Government workers were making good salaries in 1962 when President Kennedy lifted, by executive order (so much for democracy), the federal ban on government unions. Civil service regulations and similar laws had guaranteed good working conditions for generations.

The argument for public unionization wasn't moral, economic or intellectual. It was rankly political.

Traditional organized labor, the backbone of the Democratic Party, was beginning to lose ground. As Daniel DiSalvo wrote in "The Trouble with Public Sector Unions," in the fall issue of National Affairs, JFK saw how in states such as New York and Wisconsin, where public unions were already in place, local liberal pols benefited politically and financially. He took the idea national.

The plan worked. Public union membership skyrocketed and government union support for the party of government skyrocketed with it. From 1989 to 2004, AFSCME - the American Federation of State, County and Municipal Employees - gave nearly $40 million to candidates in federal elections, with 98.5% going to Democrats, according to the Center for Responsive Politics.

Why would local government unions give so much in federal elections? Because government workers have an inherent interest in boosting the amount of federal tax dollars their local governments get. Put simply, people in the government business support the party of government.

And this gets to the real insidiousness of government unions. Wisconsin labor officials fairly note that they've acceded to many of their governor's specific demands - that workers contribute to their pensions and healthcare costs, for example. But they don't want to lose the right to collective bargaining.

But that is exactly what they need to lose.

Private sector unions fight with management over an equitable distribution of profits. Government unions negotiate with politicians over taxpayer money, putting the public interest at odds with union interests and, as we've seen in states such as California and Wisconsin, exploding the cost of government. The labor-politician negotiations can't be fair when the unions can put so much money into campaign spending.
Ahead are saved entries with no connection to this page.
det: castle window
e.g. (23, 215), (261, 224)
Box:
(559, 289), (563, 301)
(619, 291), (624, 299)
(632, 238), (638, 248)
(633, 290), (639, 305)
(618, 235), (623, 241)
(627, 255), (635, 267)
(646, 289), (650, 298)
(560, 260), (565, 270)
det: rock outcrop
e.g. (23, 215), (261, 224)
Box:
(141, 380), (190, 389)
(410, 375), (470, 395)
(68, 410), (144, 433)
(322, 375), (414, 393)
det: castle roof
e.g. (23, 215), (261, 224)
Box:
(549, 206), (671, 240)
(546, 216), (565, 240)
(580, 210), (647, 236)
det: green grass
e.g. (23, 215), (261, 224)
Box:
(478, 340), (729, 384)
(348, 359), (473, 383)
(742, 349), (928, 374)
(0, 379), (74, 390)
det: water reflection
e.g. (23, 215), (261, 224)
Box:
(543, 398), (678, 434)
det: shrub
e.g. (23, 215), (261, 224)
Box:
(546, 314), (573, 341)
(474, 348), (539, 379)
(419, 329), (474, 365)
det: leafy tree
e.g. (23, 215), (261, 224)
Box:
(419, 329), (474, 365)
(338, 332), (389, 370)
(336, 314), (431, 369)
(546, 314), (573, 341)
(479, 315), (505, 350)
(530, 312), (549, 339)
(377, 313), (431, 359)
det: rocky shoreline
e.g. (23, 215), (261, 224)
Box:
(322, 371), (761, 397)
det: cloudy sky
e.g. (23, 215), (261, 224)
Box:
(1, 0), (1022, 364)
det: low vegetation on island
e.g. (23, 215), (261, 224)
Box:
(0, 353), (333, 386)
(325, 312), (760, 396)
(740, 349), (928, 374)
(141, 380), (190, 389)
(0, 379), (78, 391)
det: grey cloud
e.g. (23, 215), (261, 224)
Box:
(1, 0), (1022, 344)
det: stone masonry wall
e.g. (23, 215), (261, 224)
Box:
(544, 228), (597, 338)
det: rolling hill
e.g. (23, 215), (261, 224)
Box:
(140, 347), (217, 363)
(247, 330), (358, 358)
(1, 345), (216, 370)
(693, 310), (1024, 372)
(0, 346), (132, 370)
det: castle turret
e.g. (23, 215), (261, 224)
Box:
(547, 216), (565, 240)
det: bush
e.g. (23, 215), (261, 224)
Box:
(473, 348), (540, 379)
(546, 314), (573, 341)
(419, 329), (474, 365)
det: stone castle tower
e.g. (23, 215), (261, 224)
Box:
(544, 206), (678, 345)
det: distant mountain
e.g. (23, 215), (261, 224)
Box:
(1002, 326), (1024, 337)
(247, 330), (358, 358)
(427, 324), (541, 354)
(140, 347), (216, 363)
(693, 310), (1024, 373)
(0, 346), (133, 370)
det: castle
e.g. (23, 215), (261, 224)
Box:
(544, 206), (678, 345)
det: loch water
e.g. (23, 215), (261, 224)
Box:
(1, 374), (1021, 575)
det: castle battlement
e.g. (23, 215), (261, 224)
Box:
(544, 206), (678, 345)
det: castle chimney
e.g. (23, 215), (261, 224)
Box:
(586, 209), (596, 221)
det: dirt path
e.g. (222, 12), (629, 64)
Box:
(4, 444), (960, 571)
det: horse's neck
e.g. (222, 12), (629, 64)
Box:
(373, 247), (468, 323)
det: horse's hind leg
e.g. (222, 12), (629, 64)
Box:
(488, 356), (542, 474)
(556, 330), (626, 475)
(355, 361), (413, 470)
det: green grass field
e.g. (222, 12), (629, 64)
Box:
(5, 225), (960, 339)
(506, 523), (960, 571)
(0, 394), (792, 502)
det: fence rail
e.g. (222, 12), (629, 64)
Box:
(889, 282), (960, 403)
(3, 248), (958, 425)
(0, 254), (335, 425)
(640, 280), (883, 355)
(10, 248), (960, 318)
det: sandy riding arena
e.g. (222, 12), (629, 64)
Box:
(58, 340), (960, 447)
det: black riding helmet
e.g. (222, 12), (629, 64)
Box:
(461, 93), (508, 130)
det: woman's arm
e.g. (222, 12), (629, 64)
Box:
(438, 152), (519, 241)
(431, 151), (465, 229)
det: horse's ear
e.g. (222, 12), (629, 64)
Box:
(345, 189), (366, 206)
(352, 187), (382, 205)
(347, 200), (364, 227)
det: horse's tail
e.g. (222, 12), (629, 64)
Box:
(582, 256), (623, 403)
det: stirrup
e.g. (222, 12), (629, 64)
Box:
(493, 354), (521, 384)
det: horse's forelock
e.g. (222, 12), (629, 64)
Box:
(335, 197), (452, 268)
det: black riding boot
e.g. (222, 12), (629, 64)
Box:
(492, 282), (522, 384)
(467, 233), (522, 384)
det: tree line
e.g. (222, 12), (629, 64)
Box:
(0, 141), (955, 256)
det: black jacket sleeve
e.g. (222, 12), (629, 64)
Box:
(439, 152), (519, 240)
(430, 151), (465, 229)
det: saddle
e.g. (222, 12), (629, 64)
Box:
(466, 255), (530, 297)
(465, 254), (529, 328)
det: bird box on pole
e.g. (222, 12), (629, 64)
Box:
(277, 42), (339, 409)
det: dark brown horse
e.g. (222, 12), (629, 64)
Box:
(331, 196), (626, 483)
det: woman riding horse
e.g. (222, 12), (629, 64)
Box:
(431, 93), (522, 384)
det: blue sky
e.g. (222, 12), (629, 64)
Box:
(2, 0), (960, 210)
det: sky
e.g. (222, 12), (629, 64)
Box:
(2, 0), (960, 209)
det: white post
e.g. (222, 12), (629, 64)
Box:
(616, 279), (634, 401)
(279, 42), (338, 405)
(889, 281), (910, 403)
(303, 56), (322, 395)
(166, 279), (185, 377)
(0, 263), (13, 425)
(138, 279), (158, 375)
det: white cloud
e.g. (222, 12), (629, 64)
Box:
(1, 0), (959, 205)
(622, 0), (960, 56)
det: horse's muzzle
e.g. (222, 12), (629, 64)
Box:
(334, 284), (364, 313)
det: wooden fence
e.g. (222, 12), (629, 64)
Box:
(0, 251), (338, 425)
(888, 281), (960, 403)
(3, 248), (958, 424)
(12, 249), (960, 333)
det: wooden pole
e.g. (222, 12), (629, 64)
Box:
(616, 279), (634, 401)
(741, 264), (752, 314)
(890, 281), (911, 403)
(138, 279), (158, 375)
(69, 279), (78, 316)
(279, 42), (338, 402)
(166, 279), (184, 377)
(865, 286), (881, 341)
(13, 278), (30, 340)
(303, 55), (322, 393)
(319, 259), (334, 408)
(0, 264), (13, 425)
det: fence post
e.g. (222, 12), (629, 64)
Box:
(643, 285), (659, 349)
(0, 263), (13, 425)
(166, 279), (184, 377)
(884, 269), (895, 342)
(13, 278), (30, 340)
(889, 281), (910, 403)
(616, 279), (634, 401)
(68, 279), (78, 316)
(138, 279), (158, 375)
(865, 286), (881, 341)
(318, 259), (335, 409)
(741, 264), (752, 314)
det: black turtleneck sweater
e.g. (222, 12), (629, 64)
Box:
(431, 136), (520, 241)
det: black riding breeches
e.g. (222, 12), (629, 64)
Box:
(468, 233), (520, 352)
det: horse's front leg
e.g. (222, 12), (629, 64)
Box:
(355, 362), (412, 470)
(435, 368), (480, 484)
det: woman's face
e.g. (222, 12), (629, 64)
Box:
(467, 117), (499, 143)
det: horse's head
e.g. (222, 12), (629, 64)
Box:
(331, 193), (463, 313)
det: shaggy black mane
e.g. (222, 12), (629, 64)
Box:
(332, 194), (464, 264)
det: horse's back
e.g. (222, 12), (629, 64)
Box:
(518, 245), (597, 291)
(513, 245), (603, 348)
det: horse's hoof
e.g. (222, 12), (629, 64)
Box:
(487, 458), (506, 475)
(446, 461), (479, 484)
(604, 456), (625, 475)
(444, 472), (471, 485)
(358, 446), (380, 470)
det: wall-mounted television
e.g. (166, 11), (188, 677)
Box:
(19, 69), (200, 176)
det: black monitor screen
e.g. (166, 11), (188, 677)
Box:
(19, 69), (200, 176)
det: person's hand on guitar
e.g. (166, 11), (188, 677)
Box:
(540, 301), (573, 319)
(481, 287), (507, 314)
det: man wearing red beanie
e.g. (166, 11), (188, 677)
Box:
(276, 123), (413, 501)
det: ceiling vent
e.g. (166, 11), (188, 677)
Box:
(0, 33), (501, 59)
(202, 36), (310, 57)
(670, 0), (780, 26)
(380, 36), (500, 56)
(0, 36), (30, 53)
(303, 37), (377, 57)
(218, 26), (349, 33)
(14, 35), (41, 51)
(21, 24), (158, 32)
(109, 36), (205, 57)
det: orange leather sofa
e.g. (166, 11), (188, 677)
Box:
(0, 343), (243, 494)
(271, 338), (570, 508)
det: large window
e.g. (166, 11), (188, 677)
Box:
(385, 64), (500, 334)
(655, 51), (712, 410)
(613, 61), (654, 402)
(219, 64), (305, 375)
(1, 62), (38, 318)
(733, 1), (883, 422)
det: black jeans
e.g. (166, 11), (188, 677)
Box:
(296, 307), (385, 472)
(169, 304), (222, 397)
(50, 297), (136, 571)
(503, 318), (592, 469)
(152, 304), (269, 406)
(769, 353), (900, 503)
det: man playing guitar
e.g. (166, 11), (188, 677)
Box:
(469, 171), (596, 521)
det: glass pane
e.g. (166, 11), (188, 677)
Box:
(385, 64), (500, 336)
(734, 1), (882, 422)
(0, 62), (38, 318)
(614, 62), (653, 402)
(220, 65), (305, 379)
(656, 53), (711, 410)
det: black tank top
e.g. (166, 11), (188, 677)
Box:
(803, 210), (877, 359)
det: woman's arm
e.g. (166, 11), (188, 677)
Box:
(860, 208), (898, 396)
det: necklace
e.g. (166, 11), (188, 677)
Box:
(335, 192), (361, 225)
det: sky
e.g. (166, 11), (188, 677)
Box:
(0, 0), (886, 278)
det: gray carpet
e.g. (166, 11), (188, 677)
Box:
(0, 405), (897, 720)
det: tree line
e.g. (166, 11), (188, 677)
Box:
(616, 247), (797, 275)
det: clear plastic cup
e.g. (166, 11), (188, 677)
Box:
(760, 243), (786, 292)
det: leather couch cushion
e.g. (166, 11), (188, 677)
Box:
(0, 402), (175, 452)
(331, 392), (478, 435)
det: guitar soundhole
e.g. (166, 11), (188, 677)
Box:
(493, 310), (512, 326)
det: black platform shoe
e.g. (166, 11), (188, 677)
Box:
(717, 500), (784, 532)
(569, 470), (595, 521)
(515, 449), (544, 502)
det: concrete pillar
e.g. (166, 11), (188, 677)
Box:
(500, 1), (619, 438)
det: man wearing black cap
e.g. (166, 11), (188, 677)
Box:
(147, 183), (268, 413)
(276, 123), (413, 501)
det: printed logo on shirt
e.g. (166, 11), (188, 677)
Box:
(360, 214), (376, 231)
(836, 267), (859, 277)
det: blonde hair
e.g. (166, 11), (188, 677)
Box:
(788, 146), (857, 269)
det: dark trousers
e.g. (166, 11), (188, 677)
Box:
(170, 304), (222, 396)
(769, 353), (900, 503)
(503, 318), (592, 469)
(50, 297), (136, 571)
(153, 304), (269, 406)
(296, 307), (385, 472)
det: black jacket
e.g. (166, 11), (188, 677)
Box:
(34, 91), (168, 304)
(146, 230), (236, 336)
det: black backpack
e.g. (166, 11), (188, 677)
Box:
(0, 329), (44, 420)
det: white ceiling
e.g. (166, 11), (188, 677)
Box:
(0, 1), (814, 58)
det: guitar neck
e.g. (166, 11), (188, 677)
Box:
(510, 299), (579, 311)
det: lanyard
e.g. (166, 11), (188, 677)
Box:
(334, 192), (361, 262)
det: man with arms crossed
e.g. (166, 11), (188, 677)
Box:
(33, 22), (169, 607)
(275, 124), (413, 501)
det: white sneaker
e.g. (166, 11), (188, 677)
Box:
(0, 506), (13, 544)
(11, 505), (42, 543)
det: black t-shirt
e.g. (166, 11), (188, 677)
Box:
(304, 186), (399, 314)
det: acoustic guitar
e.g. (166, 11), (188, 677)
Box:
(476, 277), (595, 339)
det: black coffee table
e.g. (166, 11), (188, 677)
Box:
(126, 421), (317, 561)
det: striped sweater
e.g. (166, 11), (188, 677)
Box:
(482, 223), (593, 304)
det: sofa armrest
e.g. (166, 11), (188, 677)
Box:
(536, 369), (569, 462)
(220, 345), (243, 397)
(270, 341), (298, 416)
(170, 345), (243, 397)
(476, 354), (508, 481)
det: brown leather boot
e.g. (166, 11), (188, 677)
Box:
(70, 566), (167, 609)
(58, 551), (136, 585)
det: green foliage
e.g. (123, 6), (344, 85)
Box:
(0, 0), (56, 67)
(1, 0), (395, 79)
Victor Gotbaum, a leader in the New York City chapter of AFSCME, summed up the problem in 1975 when he boasted, "We have the ability, in a sense, to elect our own boss."

This is why FDR believed that "the process of collective bargaining, as usually understood, cannot be transplanted into the public service," and why even George Meany, the first head of the AFL-CIO, held that it was "impossible to bargain collectively with the government."

As it turns out, it's not impossible; it's just terribly unwise. It creates a dysfunctional system where for some, growing government becomes its own reward. You can find evidence of this dysfunction everywhere. The Cato Institute's Michael Tanner notes that federal education spending has risen by 188% in real terms since 1970, but we've seen no significant improvement in test scores.

The unions and the protesters in Wisconsin see Walker's reforms as a potential death knell for government unions. My response? If only.